Innovation, Optimization, and Business Continuity
Originally posted on LinkedIn.com/in/chipn

Recently I read that the U.S. is experiencing a significant jump in unemployment claims. Much of that is understandable given the recent decline in many businesses, concerns about how long this crisis may last, and the need to protect ongoing viability by business owners and executives. But, in the near future, business activity will resume, and it will be very important that businesses maintain a business pipeline and retain qualified staff to deliver their products and services.
Now could be the ideal time to challenge your team to focus on improving your business. Look at business processes and identify:
- What works well today? Are you able to identify what makes it work so well? Simplicity, automation, and lack of friction are typical attributes of effective and efficient systems and processes that positively impact any business.

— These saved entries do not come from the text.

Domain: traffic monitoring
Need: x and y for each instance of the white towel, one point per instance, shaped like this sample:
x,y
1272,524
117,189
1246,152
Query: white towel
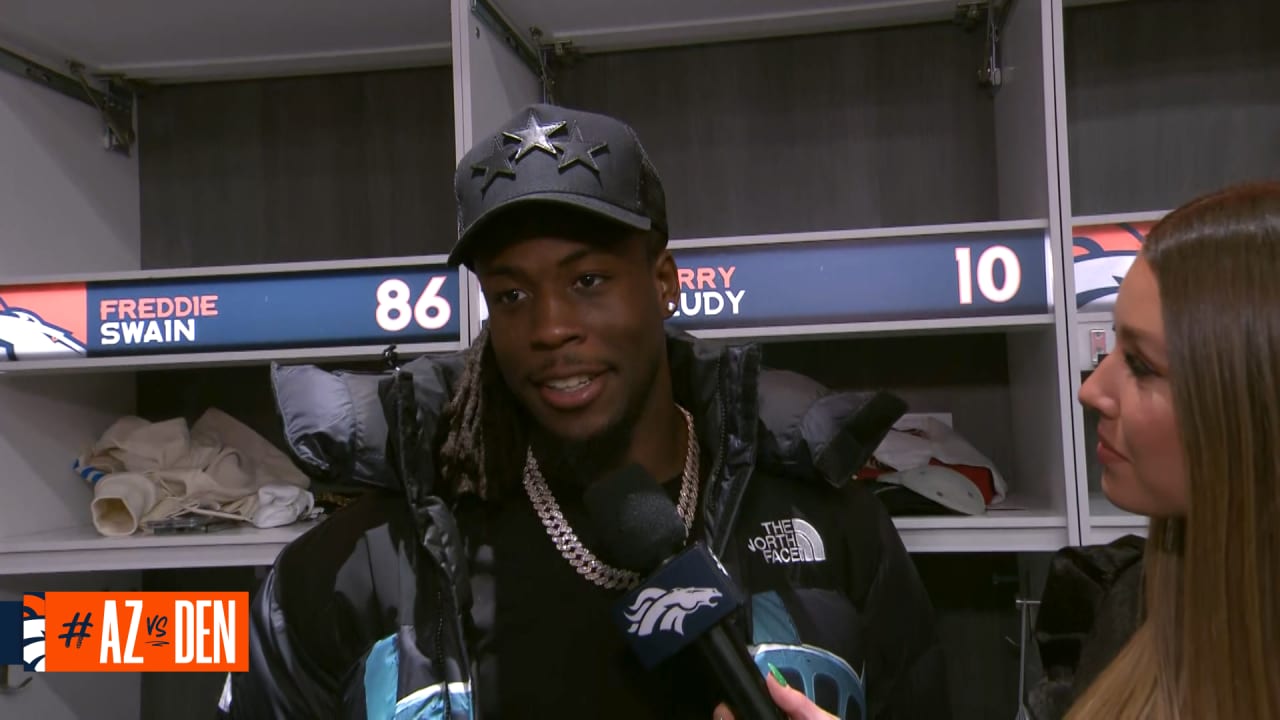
x,y
144,470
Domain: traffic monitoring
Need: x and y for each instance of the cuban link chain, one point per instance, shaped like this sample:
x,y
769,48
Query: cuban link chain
x,y
566,540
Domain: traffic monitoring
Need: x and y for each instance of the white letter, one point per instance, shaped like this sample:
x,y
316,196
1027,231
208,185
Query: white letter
x,y
964,276
110,633
136,606
987,278
224,627
184,329
183,615
132,332
734,299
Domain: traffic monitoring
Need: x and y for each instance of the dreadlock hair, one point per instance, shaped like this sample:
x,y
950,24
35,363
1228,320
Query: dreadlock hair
x,y
483,449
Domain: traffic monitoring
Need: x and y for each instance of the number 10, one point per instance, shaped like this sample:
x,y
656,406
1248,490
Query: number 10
x,y
987,274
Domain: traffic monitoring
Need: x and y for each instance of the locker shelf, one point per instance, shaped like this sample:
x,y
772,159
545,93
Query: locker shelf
x,y
82,548
1107,522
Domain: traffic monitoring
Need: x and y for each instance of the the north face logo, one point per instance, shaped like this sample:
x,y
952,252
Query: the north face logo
x,y
789,541
666,610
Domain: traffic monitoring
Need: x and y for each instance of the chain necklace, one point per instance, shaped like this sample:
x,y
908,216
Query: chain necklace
x,y
566,540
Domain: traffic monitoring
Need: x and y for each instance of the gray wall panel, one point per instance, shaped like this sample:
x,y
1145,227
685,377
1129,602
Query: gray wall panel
x,y
1170,99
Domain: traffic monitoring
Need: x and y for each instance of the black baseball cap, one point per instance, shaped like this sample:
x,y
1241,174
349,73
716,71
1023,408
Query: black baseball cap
x,y
556,155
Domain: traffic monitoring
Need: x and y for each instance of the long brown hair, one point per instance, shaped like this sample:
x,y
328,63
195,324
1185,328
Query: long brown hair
x,y
1208,643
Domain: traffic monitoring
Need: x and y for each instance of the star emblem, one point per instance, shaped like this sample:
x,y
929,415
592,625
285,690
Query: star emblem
x,y
579,150
534,135
498,163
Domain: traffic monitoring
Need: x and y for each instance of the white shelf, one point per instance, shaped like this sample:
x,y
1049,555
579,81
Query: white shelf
x,y
81,548
1102,514
1109,523
159,361
1112,218
595,27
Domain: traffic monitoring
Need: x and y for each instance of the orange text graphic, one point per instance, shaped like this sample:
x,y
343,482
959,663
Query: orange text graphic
x,y
168,632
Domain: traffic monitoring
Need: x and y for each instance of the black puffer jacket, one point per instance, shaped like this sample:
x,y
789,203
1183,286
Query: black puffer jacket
x,y
1089,609
365,615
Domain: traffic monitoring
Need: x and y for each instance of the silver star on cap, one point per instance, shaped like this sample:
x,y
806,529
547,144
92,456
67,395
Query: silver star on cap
x,y
534,135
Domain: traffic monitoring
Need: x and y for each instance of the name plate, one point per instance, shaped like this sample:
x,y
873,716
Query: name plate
x,y
864,281
275,309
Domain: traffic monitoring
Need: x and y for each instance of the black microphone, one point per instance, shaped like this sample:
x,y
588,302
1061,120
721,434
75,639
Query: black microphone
x,y
685,598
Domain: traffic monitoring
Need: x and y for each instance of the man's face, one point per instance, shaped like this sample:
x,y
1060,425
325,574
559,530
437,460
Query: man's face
x,y
577,332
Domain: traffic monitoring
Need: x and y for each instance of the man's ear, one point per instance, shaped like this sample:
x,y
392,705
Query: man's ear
x,y
667,279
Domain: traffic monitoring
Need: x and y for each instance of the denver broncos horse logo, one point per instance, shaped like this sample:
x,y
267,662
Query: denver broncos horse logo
x,y
1102,258
33,632
24,336
667,609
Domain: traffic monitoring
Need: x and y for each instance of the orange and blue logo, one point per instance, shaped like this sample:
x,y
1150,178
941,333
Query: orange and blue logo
x,y
1102,258
42,322
103,632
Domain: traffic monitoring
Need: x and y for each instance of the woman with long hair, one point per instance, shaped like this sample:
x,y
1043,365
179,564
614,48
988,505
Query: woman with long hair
x,y
1189,433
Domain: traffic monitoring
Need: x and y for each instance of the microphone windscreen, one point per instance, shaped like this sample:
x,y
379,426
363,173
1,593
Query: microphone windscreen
x,y
636,524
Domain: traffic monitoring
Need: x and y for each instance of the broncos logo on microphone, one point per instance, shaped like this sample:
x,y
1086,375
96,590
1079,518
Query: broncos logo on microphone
x,y
26,336
1102,258
666,610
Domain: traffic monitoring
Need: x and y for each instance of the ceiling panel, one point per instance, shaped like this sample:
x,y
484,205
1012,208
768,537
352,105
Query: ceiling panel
x,y
193,39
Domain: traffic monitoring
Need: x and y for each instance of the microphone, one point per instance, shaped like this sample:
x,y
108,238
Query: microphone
x,y
688,595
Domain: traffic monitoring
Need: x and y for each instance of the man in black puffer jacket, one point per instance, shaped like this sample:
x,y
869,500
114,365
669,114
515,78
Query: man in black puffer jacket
x,y
472,591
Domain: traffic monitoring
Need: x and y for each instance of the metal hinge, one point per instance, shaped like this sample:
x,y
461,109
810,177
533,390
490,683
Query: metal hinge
x,y
528,49
991,16
114,104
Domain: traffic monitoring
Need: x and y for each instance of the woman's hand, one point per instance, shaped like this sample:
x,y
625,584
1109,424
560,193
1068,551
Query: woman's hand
x,y
791,701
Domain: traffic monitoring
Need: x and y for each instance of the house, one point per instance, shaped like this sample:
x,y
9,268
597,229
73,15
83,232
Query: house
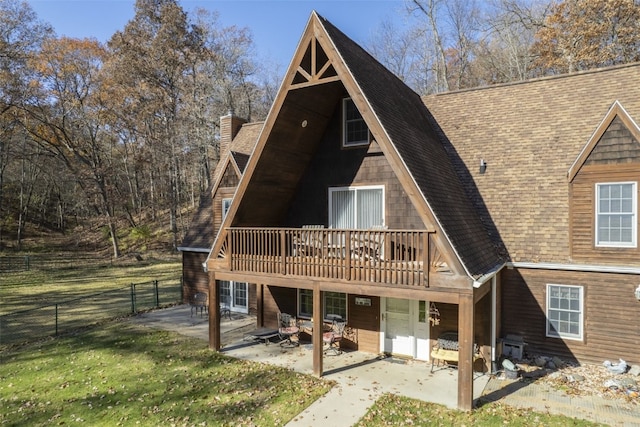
x,y
237,139
351,205
560,194
508,210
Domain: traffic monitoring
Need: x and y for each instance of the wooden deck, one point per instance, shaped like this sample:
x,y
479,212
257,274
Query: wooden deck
x,y
379,256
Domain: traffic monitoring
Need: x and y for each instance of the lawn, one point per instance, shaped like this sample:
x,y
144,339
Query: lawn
x,y
121,374
50,301
26,289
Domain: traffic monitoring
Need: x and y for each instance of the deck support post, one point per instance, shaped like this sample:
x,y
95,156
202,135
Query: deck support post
x,y
260,305
316,335
465,356
214,313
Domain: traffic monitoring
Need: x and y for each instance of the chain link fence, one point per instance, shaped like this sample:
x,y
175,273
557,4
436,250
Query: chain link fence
x,y
66,316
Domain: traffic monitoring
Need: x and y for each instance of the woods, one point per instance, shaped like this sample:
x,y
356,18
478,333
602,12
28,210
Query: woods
x,y
127,132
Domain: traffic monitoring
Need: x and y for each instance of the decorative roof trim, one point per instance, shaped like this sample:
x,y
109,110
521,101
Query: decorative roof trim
x,y
616,110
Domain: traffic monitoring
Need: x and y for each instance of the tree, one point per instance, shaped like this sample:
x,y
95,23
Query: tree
x,y
21,35
150,60
65,117
585,34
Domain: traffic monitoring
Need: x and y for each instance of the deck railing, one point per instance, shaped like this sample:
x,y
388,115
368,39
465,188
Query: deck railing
x,y
380,256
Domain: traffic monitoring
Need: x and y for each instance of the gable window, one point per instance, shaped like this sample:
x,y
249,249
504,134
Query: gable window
x,y
356,207
616,214
334,303
565,311
354,128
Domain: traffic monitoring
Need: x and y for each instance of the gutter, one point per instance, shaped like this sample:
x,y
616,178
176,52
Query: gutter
x,y
574,267
488,276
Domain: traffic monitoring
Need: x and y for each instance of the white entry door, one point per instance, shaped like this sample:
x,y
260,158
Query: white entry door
x,y
398,326
236,295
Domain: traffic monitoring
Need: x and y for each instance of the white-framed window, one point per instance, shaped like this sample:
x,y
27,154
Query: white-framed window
x,y
333,302
226,204
616,210
565,311
354,129
356,207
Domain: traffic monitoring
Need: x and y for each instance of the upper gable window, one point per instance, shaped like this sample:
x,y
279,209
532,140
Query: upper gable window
x,y
616,210
354,129
226,205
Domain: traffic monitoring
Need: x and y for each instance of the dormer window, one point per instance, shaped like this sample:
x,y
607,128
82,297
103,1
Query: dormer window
x,y
354,130
616,215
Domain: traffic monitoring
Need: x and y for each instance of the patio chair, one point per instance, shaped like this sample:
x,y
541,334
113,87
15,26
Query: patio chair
x,y
288,329
199,302
333,337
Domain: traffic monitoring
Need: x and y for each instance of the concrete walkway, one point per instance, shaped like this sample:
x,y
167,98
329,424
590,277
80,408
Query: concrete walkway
x,y
361,378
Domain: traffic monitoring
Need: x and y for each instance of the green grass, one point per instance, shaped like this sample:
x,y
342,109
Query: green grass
x,y
28,289
393,410
122,374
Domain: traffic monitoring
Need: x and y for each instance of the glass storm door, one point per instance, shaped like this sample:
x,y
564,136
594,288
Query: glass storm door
x,y
397,326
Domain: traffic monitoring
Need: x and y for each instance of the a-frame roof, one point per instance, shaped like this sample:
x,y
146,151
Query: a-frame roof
x,y
530,134
200,234
398,120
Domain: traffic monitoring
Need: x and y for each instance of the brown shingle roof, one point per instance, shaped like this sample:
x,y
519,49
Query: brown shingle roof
x,y
529,134
408,125
200,236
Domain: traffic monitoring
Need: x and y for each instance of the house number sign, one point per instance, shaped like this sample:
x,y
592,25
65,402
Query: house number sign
x,y
363,301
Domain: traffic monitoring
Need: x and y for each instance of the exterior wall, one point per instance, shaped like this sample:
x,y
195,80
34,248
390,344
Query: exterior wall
x,y
221,194
611,314
334,166
362,332
615,158
194,279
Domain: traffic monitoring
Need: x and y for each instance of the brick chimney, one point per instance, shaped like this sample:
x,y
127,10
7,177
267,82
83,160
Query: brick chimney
x,y
229,127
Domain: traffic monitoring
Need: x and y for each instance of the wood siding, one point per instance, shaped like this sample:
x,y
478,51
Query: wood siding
x,y
334,166
363,327
194,279
611,314
614,158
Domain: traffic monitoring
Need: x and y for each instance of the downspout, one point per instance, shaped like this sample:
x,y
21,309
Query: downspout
x,y
494,324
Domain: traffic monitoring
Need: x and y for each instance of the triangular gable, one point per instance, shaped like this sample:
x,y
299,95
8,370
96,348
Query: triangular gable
x,y
301,112
616,112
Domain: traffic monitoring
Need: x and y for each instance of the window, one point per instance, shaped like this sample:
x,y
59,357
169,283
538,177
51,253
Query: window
x,y
356,207
616,214
354,130
564,311
334,303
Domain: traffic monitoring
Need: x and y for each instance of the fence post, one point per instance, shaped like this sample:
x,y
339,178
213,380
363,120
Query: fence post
x,y
155,285
133,298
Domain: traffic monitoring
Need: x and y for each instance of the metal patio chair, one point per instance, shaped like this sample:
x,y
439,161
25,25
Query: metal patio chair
x,y
333,337
288,329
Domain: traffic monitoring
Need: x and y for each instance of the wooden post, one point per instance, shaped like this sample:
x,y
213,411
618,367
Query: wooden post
x,y
214,313
316,336
465,352
260,305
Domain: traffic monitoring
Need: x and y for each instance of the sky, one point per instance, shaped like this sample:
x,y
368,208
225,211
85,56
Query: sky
x,y
276,25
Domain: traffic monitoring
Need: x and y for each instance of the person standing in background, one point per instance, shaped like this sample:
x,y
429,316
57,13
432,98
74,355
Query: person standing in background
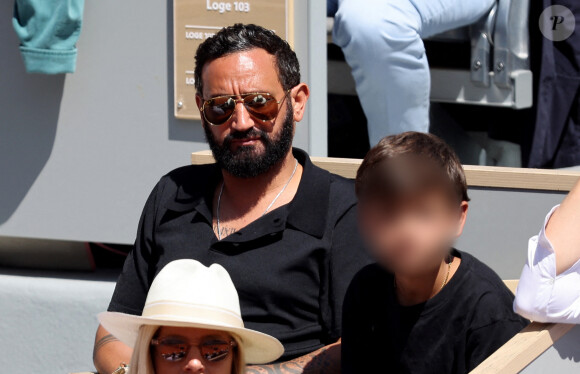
x,y
382,43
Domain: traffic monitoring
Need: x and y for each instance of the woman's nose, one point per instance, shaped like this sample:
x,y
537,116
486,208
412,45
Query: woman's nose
x,y
194,365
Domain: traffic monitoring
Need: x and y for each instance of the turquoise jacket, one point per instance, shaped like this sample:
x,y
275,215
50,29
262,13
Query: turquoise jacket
x,y
48,32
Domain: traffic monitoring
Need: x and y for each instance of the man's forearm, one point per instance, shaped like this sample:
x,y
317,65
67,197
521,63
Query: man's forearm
x,y
109,352
325,360
563,230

- What could be improved and why? Specific examples and real data will help quantify the impact and support prioritizing follow-up activities.
- What is missing today?
- Good ideas have likely been raised in the past, so why not revisit them?
- What are competitors or businesses in other segments doing that could be helpful?
- Brainstorm and consider something completely new that could help your business.
- Start a list, describe the needs and benefits, provide specific examples, and then estimate each idea’s potential impact and time to value.
- Take the ideas with the greatest promise and estimate the cost, people/skills needed, and other dependencies to see how they stack up.
Something else to consider is the creation or updating of Business Continuity Plans. Now is a perfect time – while everything is fresh in the minds of your team. Not only will this help in the future, but there could also be several useful ideas for the coming weeks.
For example, do you have sufficient documentation for someone who is not an expert in your business to take over with a relatively small ramp-up time? How will you maintain quality and control of those processes? Are your plans stored in a repository that is accessible yet secure outside of your organization? Do you have the processes and tools to collect documentation and feedback on things that did not work as documented or could be improved? Are your Risk Management plans and mitigation procedures up-to-date and adequate?
Investing in your business during this slowdown could have many benefits, including maintaining employee morale, enhancing employee and customer loyalty, retaining employees and their expertise and skills, and increasing sustainability and long-term growth potential.